Non-small cell lung cancer patients with KRAS mutations are expected to be able to receive treatment with the targeted anticancer therapy ‘Lumakras (sotorasib)’ starting this August.

Amgen announced it will actively increase diagnostic tests and pursue reimbursement listing for the drug to increase accessibility to the only KRAS-targeted therapy in Korea.

On the 6th, Amgen Korea held a press conference to celebrate the launch of Lumakras in Korea at the Plaza Hotel in Jung-gu, Seoul.

Lumakras is indicated for use as second-line or subsequent treatment for patients with KRAS G12C-mutated locally advanced or metastatic non-small cell lung cancer.

Amgen succeeded in receiving FDA approval and commercializing Lumakras in only 3 and a half years after discovering the candidate substance in November 2017.

Lumakras binds with the P2 pocket near the KRAS G12C switch II to lock the mutated protein in an inactive state.

By selectively inhibiting the signaling oncogenic activity, Lumakras can prevent tumor cell growth without affecting the wild-type KRAS, Myung-Ju Ahn, Professor of Hemato-Oncology at Samsung Medical Center who attended the press conference, said, “KRAS mutations rarely occur concurrently with other common mutations in EGFR, ALK, ROS1, etc.

It is deeply associated with cigarette smoking, and STK-11 mutations were concurrently expressed in 1/4 of the cases.

Also, patients with KRAS mutations have a poorer prognosis than those without.” According to the 2-year long-term data that was presented recently, Lumakras achieved an objective response rate (ORR) of 40.7% in 174 pre-treated patients with KRAS G12C-mutated NSCLC.

Also, Lumakras demonstrated a median duration of response (DOR) of 12.3 months and a disease control rate (DCR) of 83.7%.

Results also showed a median progression-free survival (PFS) of 6.3 months and overall survival (OS) of 12.5 months with 32.5% of patients still alive at two years.

Lumakras is characterized by its high safety.

The drug specifically binds to KRAS G12C.

Major adverse responses found in patients in the clinical trial were mostly mild and predictable Grade 1 and 2 adverse events.

No new safety signals for LUMAKRAS were identified in the 2-year long-term follow-up as well.

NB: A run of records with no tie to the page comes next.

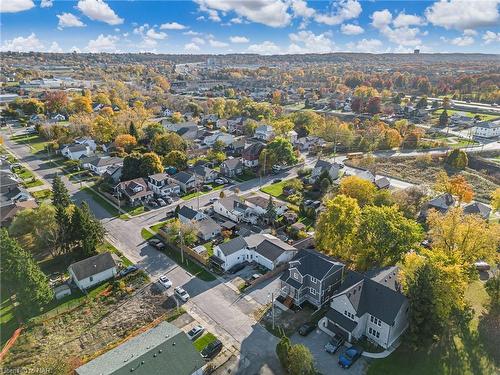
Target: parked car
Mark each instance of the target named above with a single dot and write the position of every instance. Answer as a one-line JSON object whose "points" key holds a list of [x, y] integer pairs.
{"points": [[306, 329], [165, 281], [195, 332], [211, 350], [128, 270], [181, 293], [334, 344], [236, 268], [155, 242], [349, 356]]}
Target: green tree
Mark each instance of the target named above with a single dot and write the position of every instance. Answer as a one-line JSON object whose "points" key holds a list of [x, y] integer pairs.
{"points": [[337, 226], [457, 159], [384, 236], [300, 361], [89, 232], [21, 275], [162, 144], [358, 188], [176, 159], [150, 164]]}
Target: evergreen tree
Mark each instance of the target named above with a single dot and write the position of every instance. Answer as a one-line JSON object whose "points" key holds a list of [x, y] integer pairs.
{"points": [[22, 275], [90, 232], [60, 195], [133, 130]]}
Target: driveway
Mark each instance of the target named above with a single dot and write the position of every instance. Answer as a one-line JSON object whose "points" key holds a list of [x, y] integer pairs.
{"points": [[327, 363]]}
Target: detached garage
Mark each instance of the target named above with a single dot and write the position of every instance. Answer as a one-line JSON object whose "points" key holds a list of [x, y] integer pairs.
{"points": [[92, 271]]}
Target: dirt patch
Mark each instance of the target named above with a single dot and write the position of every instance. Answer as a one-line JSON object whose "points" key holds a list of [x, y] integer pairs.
{"points": [[90, 328]]}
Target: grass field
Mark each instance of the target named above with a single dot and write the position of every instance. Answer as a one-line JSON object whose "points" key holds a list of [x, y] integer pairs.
{"points": [[463, 352], [202, 342]]}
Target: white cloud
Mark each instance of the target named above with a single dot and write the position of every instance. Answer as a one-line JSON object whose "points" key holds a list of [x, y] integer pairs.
{"points": [[343, 10], [152, 34], [351, 29], [47, 4], [103, 43], [54, 48], [491, 37], [404, 19], [463, 14], [172, 26], [22, 44], [397, 30], [69, 20], [272, 13], [462, 41], [264, 48], [198, 40], [308, 42], [366, 46], [239, 39], [98, 10], [191, 47], [14, 6], [217, 43]]}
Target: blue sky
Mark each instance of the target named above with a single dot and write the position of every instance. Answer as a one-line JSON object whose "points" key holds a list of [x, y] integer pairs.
{"points": [[257, 26]]}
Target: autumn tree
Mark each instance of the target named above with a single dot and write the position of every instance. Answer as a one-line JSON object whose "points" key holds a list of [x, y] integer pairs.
{"points": [[358, 188], [126, 141], [337, 226]]}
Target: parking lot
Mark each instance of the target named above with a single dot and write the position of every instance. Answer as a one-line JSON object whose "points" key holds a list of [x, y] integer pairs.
{"points": [[327, 363]]}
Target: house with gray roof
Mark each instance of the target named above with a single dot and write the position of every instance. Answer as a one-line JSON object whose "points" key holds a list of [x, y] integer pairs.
{"points": [[369, 305], [312, 277], [92, 271], [162, 350], [264, 249]]}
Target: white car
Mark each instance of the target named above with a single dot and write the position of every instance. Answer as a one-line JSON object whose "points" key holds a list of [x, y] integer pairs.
{"points": [[181, 293], [165, 281], [195, 332]]}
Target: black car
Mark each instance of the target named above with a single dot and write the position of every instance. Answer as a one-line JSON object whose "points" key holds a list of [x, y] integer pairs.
{"points": [[236, 268], [211, 350], [155, 242], [306, 329]]}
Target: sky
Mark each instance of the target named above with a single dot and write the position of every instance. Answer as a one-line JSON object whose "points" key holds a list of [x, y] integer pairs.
{"points": [[250, 26]]}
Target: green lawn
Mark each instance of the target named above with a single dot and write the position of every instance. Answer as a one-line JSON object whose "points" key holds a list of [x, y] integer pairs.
{"points": [[203, 341], [200, 193], [42, 195], [276, 190], [463, 352], [36, 142]]}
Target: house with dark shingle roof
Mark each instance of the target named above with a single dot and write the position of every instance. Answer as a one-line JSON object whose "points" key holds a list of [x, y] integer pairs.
{"points": [[162, 350], [369, 305], [92, 271], [312, 277]]}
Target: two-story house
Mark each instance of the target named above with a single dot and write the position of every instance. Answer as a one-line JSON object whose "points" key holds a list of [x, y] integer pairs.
{"points": [[163, 185], [312, 277], [369, 305]]}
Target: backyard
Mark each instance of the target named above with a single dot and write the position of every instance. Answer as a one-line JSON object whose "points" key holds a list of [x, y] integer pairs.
{"points": [[462, 351]]}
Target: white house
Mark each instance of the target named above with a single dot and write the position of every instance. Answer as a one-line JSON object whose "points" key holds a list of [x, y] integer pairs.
{"points": [[76, 151], [264, 249], [487, 129], [264, 132], [368, 305], [100, 164], [92, 271]]}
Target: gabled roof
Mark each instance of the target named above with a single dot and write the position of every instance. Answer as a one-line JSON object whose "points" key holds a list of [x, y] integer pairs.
{"points": [[162, 350], [373, 296], [313, 263], [478, 208], [93, 265], [231, 247]]}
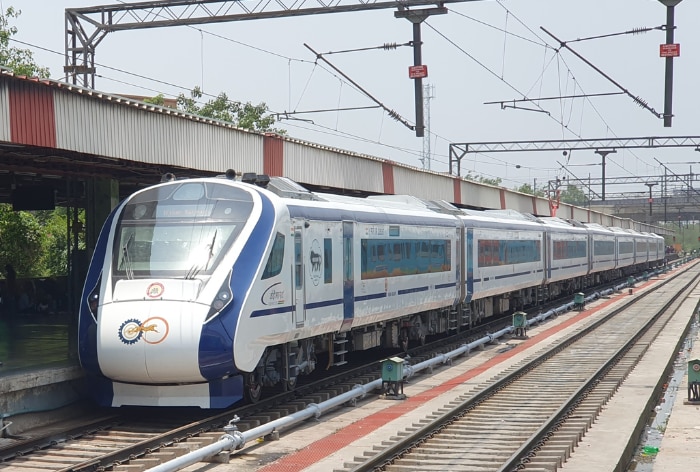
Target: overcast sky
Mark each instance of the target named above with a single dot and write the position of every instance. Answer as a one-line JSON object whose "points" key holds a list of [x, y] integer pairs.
{"points": [[481, 51]]}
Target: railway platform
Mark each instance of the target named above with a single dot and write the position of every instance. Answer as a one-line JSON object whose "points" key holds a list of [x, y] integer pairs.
{"points": [[337, 439], [37, 371]]}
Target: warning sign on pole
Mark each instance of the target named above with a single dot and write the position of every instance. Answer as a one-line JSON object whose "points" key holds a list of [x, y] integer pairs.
{"points": [[417, 72], [670, 50]]}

On this, Professor Ahn said, “Lumakras has good tolerability as it specifically responds to G12C before differentiation without affecting wild-type KRAS.

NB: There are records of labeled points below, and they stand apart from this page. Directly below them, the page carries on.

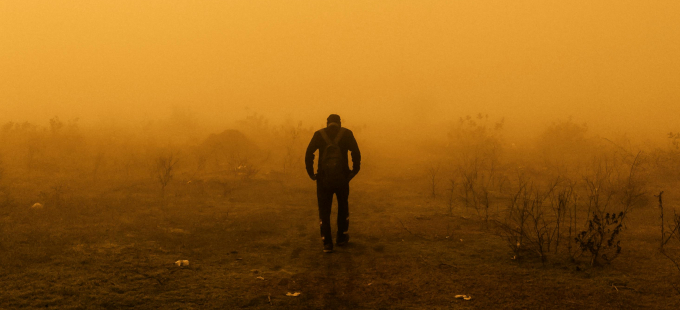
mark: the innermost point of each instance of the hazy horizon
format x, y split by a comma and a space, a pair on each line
610, 64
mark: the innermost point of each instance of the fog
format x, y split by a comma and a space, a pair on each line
153, 154
410, 65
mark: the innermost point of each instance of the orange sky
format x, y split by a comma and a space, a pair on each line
613, 64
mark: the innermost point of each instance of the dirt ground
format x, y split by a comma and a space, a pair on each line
103, 245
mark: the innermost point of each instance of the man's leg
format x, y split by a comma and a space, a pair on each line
325, 200
343, 214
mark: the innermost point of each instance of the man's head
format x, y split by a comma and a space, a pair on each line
333, 120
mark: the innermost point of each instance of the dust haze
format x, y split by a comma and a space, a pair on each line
134, 134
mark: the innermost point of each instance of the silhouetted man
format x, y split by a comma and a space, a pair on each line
333, 176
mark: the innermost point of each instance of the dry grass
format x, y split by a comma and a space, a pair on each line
113, 246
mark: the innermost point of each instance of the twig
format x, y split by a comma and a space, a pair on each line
404, 226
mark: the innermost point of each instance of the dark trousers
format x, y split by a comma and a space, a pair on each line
325, 198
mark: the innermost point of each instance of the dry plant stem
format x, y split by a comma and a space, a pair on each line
662, 222
433, 172
407, 230
452, 187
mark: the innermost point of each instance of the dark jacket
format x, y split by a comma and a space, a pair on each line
346, 143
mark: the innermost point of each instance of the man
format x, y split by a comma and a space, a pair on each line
334, 139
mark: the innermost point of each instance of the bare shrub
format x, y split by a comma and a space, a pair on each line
452, 198
433, 178
670, 232
475, 146
528, 226
163, 169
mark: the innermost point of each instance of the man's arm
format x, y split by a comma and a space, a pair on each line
309, 155
356, 155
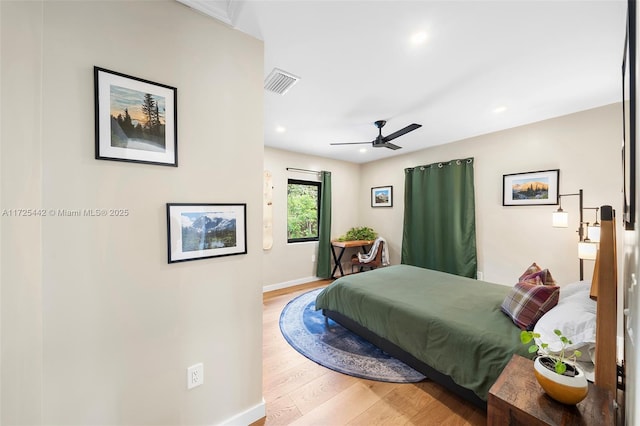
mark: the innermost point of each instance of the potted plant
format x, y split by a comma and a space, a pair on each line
362, 233
556, 371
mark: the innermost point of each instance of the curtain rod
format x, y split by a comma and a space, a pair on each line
303, 170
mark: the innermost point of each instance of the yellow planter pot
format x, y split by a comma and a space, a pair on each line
564, 389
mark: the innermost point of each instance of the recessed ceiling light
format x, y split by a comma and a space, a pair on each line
419, 37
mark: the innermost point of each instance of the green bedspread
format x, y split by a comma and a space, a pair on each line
452, 323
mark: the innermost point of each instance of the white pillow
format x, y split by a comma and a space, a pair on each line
574, 316
569, 290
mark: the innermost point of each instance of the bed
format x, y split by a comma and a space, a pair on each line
452, 328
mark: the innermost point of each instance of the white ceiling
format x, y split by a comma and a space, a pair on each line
538, 59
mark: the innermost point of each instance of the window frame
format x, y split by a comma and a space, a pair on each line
318, 185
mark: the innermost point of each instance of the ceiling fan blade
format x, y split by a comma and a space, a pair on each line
409, 128
349, 143
390, 146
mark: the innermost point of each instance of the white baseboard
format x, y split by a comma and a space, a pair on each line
286, 284
247, 417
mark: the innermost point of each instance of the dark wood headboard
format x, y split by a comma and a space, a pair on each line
604, 290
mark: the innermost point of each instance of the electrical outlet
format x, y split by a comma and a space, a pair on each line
195, 376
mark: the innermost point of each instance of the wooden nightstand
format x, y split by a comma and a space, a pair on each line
516, 398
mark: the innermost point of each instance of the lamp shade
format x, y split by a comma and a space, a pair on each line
560, 219
587, 250
593, 232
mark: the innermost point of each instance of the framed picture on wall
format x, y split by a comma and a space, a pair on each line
531, 188
135, 119
200, 231
382, 196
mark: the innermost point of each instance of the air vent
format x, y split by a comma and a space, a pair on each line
279, 81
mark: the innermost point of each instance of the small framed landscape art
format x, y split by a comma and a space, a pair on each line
531, 188
135, 119
382, 196
200, 231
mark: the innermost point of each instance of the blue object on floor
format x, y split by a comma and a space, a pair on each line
335, 347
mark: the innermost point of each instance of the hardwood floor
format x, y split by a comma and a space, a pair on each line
298, 391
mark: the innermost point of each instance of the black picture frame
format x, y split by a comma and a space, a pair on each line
205, 230
528, 188
136, 120
628, 117
382, 196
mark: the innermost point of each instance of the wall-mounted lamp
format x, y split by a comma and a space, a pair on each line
588, 236
593, 231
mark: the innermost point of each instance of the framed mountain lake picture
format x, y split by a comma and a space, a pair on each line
531, 188
201, 231
382, 196
135, 119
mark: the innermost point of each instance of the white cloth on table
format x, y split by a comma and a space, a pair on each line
366, 258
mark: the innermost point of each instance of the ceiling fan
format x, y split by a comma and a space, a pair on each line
383, 141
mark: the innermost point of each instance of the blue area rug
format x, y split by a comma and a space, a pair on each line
335, 347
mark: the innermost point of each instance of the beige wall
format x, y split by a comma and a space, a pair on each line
97, 328
288, 264
584, 146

81% of the patients that participated in the trial had cancers that progressed despite intensive treatment with immunotherapy or chemotherapy, and Lumakras showed an excellent therapeutic effect in these patients.” Professor Ahn also expressed high expectations on the expandability of Lumakras, which is currently used for second-line or higher treatment, as various trials on its combined use with other immunotherapy drugs are underway.

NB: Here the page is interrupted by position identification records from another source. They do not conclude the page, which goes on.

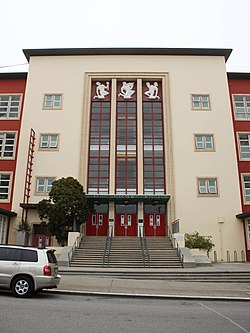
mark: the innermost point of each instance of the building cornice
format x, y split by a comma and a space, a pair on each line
14, 76
127, 51
238, 76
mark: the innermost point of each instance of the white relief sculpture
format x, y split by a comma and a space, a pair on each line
101, 90
126, 90
152, 92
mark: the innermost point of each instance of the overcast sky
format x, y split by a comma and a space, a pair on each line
128, 23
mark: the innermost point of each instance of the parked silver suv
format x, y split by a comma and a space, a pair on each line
25, 270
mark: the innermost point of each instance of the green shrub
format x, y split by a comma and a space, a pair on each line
196, 241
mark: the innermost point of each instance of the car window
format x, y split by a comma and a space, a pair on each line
51, 257
10, 254
29, 255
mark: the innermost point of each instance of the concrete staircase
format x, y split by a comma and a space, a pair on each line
126, 253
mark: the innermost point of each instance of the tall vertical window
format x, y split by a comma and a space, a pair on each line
3, 229
244, 145
248, 232
126, 161
241, 107
7, 145
5, 186
246, 187
98, 168
153, 145
10, 106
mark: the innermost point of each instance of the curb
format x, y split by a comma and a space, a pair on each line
155, 296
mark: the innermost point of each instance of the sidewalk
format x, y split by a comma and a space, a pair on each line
82, 281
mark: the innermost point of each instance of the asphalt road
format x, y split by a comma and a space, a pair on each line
71, 313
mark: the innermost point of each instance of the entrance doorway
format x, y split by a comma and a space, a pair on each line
125, 220
154, 220
98, 221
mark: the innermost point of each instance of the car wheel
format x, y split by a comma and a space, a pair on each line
22, 286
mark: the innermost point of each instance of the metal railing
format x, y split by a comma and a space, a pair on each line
74, 247
176, 246
144, 247
108, 245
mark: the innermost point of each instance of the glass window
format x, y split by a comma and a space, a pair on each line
3, 228
10, 106
204, 142
246, 184
200, 102
49, 141
207, 186
4, 186
29, 256
44, 185
7, 145
52, 101
241, 107
244, 145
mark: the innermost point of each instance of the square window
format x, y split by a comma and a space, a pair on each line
207, 186
49, 141
10, 106
204, 142
44, 185
52, 101
200, 102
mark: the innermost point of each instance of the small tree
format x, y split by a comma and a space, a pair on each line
65, 209
196, 241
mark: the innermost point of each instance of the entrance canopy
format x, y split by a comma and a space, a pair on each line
127, 199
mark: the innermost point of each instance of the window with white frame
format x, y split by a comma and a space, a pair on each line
5, 179
248, 232
44, 185
10, 106
52, 101
3, 228
7, 145
241, 107
49, 141
207, 186
204, 142
244, 145
200, 102
246, 187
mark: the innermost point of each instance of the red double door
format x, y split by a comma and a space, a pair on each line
155, 225
97, 225
125, 224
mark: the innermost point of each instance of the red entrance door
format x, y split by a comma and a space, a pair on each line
155, 225
97, 225
125, 225
42, 240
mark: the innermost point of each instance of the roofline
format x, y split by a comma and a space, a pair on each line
126, 51
238, 76
13, 76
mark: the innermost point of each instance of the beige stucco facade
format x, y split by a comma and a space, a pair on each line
181, 77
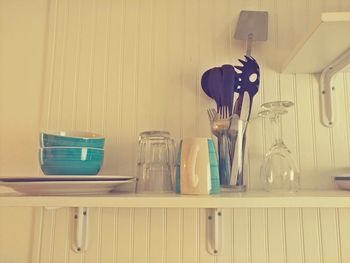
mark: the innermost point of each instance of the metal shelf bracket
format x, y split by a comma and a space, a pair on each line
80, 233
327, 89
214, 230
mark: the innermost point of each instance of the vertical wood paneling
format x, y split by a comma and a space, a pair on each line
241, 235
119, 67
190, 242
276, 235
258, 236
330, 235
293, 235
312, 244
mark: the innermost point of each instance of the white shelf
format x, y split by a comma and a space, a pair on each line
328, 39
251, 199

Ahn said, “Cancer immunotherapy drugs are currently applied reimbursement for first-line treatment of advanced NSCLC in patients with a PD-L1 expression rate of 50% or higher, but a trial on Lumakras is being conducted on its use in combination with a cancer immunotherapy drug in patients that who show poor response to immunotherapy and have negative PD-L1 expression.

I believe the drug will eventually become a first-line treatment in KRAS-mutated NSCLC.” In particular, 20% of patients with KRAS-mutated NSCLC concurrently express STK11 mutations, in which immunotherapy drugs show poorer effect.

Therefore, there are also expectations that a Lumakras+immunotherapy combo may show an effect in PD-L1 negative patients that have STK11 mutations.

At the conference, Amgen expressed its determination to make various efforts to increase access to Lumakras, which will be officially released at first-line hospitals in August this year.

The company will make efforts to list Lumakras for reimbursement and activate diagnostic tests to identify patients with KRAS mutations.

Miseung Kim, Senior Manager at Amgen Korea said, “We will actively engage in discussions with HCPs and health authorities in Korea to increase patient access to Lumakras by increasing diagnostic testing for KRAS mutations and receiving reimbursement, etc.”